How to do indexing with the full-text search

From semantic-mediawiki.org
< Full-text search
Semantic searchSelecting pagesFull-text searchHow to do indexing with the full-text search
Table of Contents

The index update for use of the full-text search only occurs on a change propagation therefore the initialization of the index should be done using the "rebuildFulltextSearchTable.php" maintenance script (recommended) or by triggering the process via special page "SemanticMediaWiki1 to prepare and create the initial index content.

Indexing with the maintenance script[edit]

The simplest way to do that is by running from your command line which is the recommended approach:

php maintenance/rebuildFulltextSearchTable.php --quick

This will output something similar to below example where the script explains the configuration used including what datatypes are enabled or which properties are excluded. It also outputs the version used by the "onoi/tesa" library2 which provides some text sanitization functions.

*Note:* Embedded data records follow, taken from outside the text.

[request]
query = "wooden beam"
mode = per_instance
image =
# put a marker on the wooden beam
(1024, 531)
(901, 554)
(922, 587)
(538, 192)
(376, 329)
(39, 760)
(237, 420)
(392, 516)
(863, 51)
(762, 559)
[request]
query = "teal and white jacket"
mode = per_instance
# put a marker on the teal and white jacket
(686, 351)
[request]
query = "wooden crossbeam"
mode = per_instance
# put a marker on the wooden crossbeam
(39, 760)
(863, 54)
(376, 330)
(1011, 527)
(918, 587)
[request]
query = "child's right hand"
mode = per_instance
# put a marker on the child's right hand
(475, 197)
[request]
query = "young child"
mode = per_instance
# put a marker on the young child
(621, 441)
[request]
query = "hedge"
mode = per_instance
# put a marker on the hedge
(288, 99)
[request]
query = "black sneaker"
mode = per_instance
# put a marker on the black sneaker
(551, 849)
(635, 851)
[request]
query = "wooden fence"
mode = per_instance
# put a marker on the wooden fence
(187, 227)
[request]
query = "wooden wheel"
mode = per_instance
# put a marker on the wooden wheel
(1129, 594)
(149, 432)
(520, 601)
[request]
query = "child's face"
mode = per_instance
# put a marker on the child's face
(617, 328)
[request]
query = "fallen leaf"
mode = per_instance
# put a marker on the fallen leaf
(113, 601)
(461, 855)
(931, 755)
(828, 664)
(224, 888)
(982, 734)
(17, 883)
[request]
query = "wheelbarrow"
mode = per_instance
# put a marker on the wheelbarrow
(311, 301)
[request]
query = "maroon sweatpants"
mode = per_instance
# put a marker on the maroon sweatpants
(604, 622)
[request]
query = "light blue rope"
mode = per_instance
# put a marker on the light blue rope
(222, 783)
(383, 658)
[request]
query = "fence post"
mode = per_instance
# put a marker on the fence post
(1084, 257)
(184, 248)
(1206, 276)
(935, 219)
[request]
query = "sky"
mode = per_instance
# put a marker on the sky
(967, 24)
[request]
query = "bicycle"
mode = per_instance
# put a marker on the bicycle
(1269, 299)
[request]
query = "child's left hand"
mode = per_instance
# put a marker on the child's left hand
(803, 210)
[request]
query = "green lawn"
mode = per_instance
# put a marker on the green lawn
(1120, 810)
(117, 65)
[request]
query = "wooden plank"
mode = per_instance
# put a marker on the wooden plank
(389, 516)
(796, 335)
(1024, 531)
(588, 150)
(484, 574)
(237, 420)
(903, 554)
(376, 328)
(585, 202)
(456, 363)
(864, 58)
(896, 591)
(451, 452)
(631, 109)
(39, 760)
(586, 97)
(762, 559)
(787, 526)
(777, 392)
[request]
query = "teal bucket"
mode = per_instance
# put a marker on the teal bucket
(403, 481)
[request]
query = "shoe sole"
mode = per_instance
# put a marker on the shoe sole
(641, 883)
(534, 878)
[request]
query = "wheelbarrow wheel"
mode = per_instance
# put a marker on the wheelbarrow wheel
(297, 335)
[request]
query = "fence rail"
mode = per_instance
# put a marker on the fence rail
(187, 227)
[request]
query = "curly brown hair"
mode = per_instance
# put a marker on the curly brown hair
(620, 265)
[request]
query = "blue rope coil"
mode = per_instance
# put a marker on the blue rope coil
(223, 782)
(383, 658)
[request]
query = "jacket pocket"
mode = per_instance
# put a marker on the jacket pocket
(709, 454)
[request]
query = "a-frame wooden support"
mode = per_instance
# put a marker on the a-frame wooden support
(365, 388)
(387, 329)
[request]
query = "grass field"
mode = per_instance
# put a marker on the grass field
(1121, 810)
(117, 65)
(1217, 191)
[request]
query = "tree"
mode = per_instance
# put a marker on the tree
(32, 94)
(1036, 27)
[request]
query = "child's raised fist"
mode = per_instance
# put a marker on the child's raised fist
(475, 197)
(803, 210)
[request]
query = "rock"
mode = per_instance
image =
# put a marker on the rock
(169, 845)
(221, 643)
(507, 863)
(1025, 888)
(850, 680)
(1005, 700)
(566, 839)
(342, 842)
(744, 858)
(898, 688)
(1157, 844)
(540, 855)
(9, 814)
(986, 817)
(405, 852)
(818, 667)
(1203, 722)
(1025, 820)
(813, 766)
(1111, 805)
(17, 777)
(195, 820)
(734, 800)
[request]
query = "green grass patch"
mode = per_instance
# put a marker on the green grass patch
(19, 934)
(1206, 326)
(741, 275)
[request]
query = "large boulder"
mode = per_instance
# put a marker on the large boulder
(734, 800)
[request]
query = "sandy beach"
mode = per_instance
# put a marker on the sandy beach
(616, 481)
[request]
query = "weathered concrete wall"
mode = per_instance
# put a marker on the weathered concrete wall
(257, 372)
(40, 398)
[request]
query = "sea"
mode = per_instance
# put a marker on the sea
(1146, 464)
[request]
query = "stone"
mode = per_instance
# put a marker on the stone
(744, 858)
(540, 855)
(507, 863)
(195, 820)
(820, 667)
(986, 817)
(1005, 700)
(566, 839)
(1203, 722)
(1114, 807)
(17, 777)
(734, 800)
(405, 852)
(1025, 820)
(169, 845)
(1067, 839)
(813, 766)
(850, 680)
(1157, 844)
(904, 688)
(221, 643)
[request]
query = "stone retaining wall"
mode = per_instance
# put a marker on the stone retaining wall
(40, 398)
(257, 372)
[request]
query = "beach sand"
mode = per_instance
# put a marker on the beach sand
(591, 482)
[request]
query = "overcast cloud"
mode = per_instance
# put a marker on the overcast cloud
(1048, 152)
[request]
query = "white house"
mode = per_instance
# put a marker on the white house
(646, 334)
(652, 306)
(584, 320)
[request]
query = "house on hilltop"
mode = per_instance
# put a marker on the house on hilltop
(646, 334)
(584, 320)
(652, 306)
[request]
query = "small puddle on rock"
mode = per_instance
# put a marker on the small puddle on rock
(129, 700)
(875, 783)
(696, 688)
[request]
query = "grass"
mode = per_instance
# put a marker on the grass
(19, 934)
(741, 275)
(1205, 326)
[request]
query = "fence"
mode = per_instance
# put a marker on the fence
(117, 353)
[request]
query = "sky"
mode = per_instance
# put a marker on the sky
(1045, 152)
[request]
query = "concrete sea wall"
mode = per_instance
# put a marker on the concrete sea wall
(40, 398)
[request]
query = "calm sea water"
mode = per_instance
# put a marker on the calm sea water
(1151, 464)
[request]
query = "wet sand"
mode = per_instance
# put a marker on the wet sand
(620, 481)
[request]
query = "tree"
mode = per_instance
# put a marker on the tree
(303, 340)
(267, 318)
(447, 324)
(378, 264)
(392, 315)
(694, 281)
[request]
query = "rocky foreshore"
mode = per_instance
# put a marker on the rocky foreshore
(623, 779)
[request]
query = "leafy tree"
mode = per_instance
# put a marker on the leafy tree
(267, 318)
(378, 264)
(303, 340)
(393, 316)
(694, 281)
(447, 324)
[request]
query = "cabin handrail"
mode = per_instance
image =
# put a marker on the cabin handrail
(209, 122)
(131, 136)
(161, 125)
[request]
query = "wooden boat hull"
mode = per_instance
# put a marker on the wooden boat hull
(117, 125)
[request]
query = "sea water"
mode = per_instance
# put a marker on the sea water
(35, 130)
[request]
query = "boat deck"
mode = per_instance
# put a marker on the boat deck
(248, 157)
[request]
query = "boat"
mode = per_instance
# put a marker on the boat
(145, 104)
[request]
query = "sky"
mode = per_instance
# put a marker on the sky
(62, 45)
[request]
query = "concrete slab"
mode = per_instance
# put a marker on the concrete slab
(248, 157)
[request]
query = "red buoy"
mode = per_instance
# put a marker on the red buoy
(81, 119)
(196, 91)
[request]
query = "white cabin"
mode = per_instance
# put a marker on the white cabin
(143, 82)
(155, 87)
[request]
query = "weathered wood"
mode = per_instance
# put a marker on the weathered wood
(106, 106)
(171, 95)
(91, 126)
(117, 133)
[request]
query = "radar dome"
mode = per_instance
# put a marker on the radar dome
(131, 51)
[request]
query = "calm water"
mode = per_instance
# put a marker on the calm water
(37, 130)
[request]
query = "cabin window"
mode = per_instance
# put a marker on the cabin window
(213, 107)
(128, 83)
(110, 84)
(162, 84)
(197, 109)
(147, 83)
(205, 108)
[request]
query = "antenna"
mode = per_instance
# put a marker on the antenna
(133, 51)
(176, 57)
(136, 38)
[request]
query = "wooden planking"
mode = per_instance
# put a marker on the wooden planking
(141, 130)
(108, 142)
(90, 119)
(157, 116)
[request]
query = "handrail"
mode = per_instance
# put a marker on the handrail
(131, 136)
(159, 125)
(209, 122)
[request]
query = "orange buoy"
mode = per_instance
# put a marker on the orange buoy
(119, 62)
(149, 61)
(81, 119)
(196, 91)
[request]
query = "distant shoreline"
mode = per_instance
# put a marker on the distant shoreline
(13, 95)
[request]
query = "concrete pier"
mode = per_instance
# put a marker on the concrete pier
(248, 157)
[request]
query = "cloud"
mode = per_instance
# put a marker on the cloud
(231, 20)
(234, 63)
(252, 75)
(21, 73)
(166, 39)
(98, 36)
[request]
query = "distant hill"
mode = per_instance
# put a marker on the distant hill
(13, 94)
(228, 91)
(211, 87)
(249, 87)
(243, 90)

NoteNote: You may also use option --optimize which in case of MySQL3 will ensure that "... builds the table to update index statistics and free unused space in the clustered index ...":
php maintenance/rebuildFulltextSearchTable.php --quick --optimize
Example output
The script rebuilds the search index from property tables that
support a fulltext search. Any change of the index rules (altered
stopwords, new stemmer etc.) and/or a newly added or altered table
requires to run this script again to ensure that the index complies
with the rules set forth by the DB or Sanitizer.

## Configuration

- ICU (Intl) PHP-extension         54.1
- Tesa::Sanitizer                  0.2
- Tesa::Transliterator             0.2
- Tesa::LanguageDetector           (Disabled)
- DataTypes (Indexable)            BLOB, URI, WIKIPAGE

The following properties are exempted from the indexing process.

- _ASKFO, _ASKST, _IMPO, _LCODE, _UNIT, _CONV, _TYPE, _ERRT, _INST
- _ASK, _SOBJ, ___EUSER, ___CUSER, ___SUBP, ___EXIFDATA, __sci_cite
- __sil_iwl_lang, __sil_ill_lang

## Indexing

The entire index table is going to be purged first and
it may take a moment before the rebuild is completed due to
dependencies on table content including varying options.

The index table was purged.

Rebuilding the text index from (rows finished/expected):

- smw_di_blob                       100% (2387/2387)
- smw_di_uri                        100% (1990/1990)

Indexing via the special page[edit]

It is also possible do the indexing via special page "SemanticMediaWiki" by triggering the special task "Full-text search rebuild" by clicking the button labeled "Schedule full-text rebuild" in the "Data repair and update" section of that page. Thus the indexing will be done via the job queue. Note that the respective user must have the permission to do so.

References

  1. ^  Semantic MediaWiki: GitHub pull request gh:smw:2142
  2. ^  "onoi/tesa" - A small library to help with the sanitization of text or string elements.
  3. ^  Optimizing InnoDB Full-Text Indexes notes "Running OPTIMIZE TABLE on a table with a full-text index rebuilds the full-text index, removing deleted Document IDs and consolidating multiple entries for the same word, where possible."